Now, hunker down

Uncertainty will remain even after the Fed meeting. India must preserve stability, not turn to adventurism.

Written by Jahangir Aziz | Published:September 17, 2015 2:49 am
United states, United States Federal Reserve, US economy, US interest rates, US labour productivity, India, China, India policymakers, To achieve this capacity growth rate, US labour productivity has to surge in the coming years from the subdued levels of the last four years.

By the early hours of Friday morning, we will come to know whether the United States Federal Reserve has lifted off from its near-zero interest rates of the last several years, or not. If it does, then this will be the start of one of the most important regime shifts in global financial conditions in a long time. It would be a mistake to underestimate its impact on emerging market (EM) economies, including India.
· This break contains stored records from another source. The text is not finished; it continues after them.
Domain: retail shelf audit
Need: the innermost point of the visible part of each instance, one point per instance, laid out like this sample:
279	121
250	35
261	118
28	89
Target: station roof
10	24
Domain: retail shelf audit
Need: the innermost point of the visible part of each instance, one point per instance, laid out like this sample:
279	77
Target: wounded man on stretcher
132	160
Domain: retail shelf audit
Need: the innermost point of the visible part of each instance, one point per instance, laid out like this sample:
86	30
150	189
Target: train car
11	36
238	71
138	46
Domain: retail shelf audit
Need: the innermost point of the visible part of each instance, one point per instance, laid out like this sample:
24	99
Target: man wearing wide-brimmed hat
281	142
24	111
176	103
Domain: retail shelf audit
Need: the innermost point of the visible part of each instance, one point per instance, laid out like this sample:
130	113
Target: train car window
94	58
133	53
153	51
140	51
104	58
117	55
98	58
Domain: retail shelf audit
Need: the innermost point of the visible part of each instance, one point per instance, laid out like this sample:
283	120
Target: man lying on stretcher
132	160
By itself, the act of raising the policy interest rate from the current near-zero level is unlikely to be problematic, even though a vast swathe of the global market expects the Fed to delay the hike. Indeed, one could well see the market heave a collective sigh of relief as a major global uncertainty is resolved, and because the rate hike is likely to be accompanied by an assurance from the Fed that the normalisation would be a deliberately slow process. By starting now, the commitment of the Fed to move gradually would become that much more credible. But beyond that, it does not really matter much if the timing of the initial rate hike is shifted around by a few months.
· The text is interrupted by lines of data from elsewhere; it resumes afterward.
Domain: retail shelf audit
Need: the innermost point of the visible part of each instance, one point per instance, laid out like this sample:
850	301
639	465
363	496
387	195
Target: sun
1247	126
Far more important is whether the Fed will have the luxury of delivering on its promised gradual normalisation. Central to such a commitment is the Fed’s belief that the potential (capacity) growth rate of the US economy is 2.2 per cent. To achieve this capacity growth rate, US labour productivity has to surge in the coming years from the subdued levels of the last four years. If productivity rises only modestly, as looks likely in the absence of major technological breakthroughs or structural reform, then potential growth could fall well short of the 2.2 per cent mark. In this case, even with moderate GDP growth, the excess capacity could disappear much more quickly than expected, pushing up costs, particularly wages. With the economy reaching the inflection point in wages earlier than expected, the Fed could be forced to tighten more aggressively, resulting in a sharp realignment in US interest rates. Admittedly, this is not an immediate risk, but a couple of sharp spikes in wages and the market will bring forward the realignment. That would be a major jolt to global financial conditions, hurting all EM economies, including India, perhaps quite severely.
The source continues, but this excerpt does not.